私が私の問題ではない職場の事件に頭をどっぷり突っ込んでワタワタしてる最中、妹はもっと遠くの問題に心を痛めていた。

「おねぇちゃん、東京の三歳の子どもが死んだ事件知ってる?」

 東京都大田区蒲田の自宅で3歳の長女を置き去りにして死亡させたとして、保護責任者遺棄致死容疑で逮捕された母親の梯かけはし沙希容疑者(24)が「居間の間仕切りを閉めてソファでふさぎ、外に出られないようにしていた」と供述していることが、捜査関係者への取材で分かった。長女は置き去りにされた8日間、居間に閉じ込められたままだったとみられる。
 梯容疑者の自宅はマンション1階の1DKタイプ。長女の稀華のあちゃん(3つ)は6月13日午後、玄関を入って台所の奥にある広さ6畳の居間のマットレスの上で、心肺停止の状態で横たわっているのが見つかった。
 捜査関係者によると、梯容疑者は「居間にはお菓子やパン、お茶などの食料を置いていた」と話しているが、司法解剖の結果、稀華ちゃんは死後2、3日が経過しており、胃の中は空だったという。
 梯容疑者は、台所と居間の間にある可動式の間仕切りを閉め、台所側からソファで押さえて、稀華ちゃんが外に出られないようにしていたとみられる。調べに対し、「娘が台所の包丁に触れたら危ないと思った」と閉じ込めた理由を説明しているが、警視庁捜査一課は育児放棄が発覚しないようにしていた可能性があるとみている。
 梯容疑者は稀華ちゃんと2人暮らし。勤務先の居酒屋で知り合った交際男性に会うため、7泊8日の日程で6月13日まで鹿児島県を訪問。その間、稀華ちゃんを1人で自宅に置き去りにして飢餓と脱水で死亡させたとされる。

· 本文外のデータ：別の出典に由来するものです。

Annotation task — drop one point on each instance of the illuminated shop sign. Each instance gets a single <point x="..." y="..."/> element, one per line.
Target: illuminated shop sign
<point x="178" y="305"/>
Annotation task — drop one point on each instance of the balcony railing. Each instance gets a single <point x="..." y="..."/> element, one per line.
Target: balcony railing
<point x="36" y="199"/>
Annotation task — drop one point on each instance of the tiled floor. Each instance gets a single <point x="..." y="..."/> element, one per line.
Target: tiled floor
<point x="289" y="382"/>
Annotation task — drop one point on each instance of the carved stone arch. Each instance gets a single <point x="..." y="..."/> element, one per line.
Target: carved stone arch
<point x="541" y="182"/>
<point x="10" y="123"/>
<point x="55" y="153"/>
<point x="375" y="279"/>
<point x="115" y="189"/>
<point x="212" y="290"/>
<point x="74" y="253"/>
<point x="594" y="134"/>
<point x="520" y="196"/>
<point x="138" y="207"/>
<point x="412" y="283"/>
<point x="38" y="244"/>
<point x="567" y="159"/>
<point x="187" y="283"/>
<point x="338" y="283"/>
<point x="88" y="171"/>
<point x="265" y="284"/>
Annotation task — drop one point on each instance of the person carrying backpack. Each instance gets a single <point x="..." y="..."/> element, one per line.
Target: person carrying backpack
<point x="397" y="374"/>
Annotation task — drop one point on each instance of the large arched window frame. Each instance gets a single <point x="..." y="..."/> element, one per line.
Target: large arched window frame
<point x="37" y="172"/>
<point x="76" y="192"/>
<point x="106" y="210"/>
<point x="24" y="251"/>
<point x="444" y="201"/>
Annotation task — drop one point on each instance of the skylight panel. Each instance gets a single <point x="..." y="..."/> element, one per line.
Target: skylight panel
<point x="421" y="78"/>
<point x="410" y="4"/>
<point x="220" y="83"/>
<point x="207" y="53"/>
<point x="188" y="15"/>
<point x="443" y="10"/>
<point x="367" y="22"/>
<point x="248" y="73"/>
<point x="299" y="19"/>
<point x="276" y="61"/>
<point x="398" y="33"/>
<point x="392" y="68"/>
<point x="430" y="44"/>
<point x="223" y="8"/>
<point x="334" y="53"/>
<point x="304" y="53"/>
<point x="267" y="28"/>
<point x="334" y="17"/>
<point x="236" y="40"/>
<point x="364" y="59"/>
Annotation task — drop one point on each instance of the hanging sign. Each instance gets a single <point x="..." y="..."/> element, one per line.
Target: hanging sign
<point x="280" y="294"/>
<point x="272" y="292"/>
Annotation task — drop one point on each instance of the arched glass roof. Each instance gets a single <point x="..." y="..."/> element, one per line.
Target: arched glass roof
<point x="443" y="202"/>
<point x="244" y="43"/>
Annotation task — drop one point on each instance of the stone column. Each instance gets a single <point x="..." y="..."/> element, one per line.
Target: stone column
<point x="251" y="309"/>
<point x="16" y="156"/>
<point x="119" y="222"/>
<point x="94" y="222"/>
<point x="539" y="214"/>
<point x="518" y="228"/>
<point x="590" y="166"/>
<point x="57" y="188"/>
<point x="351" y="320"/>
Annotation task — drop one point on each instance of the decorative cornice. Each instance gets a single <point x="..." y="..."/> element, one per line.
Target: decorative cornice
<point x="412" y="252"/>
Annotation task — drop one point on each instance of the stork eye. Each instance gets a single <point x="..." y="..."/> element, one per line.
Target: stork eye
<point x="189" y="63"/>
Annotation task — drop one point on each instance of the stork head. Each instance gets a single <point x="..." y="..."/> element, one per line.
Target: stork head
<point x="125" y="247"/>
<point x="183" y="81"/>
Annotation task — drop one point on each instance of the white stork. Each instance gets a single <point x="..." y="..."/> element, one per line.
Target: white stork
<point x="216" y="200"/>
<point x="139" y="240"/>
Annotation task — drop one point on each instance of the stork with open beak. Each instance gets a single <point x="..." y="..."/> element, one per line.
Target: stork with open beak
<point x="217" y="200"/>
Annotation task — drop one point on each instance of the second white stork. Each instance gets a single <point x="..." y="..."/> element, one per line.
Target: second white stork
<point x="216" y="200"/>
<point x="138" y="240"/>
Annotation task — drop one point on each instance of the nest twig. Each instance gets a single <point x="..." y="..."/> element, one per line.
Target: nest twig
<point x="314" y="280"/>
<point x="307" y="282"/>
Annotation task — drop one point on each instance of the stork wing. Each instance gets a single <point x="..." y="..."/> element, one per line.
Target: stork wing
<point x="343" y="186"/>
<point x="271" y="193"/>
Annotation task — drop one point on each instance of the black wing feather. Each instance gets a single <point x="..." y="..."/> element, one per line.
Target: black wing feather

東京新聞より引用 https://www.tokyo-np.co.jp/article/41331


こういった事件が起こると大抵は母親への批判がほとんどだと思う。

もちろん親は子どもを守るべきだし、虐待放置は絶対に許せない。

お母さんを探して泣き叫んで、お腹が空いて喉が渇いて、苦しくて、寂しくて。
子どもを思うと悲しい。ただ悲しい。

だけど、私はその母親の心を思うと、それもまた悲しい。
母親もネグレクトを受けて育ったという。母親がどれだけかわいそうで大変な状況だとしても罪は許されるわけじゃない。それでも、母親の抱えていただろう闇を思うと、やるせない気持ちになる。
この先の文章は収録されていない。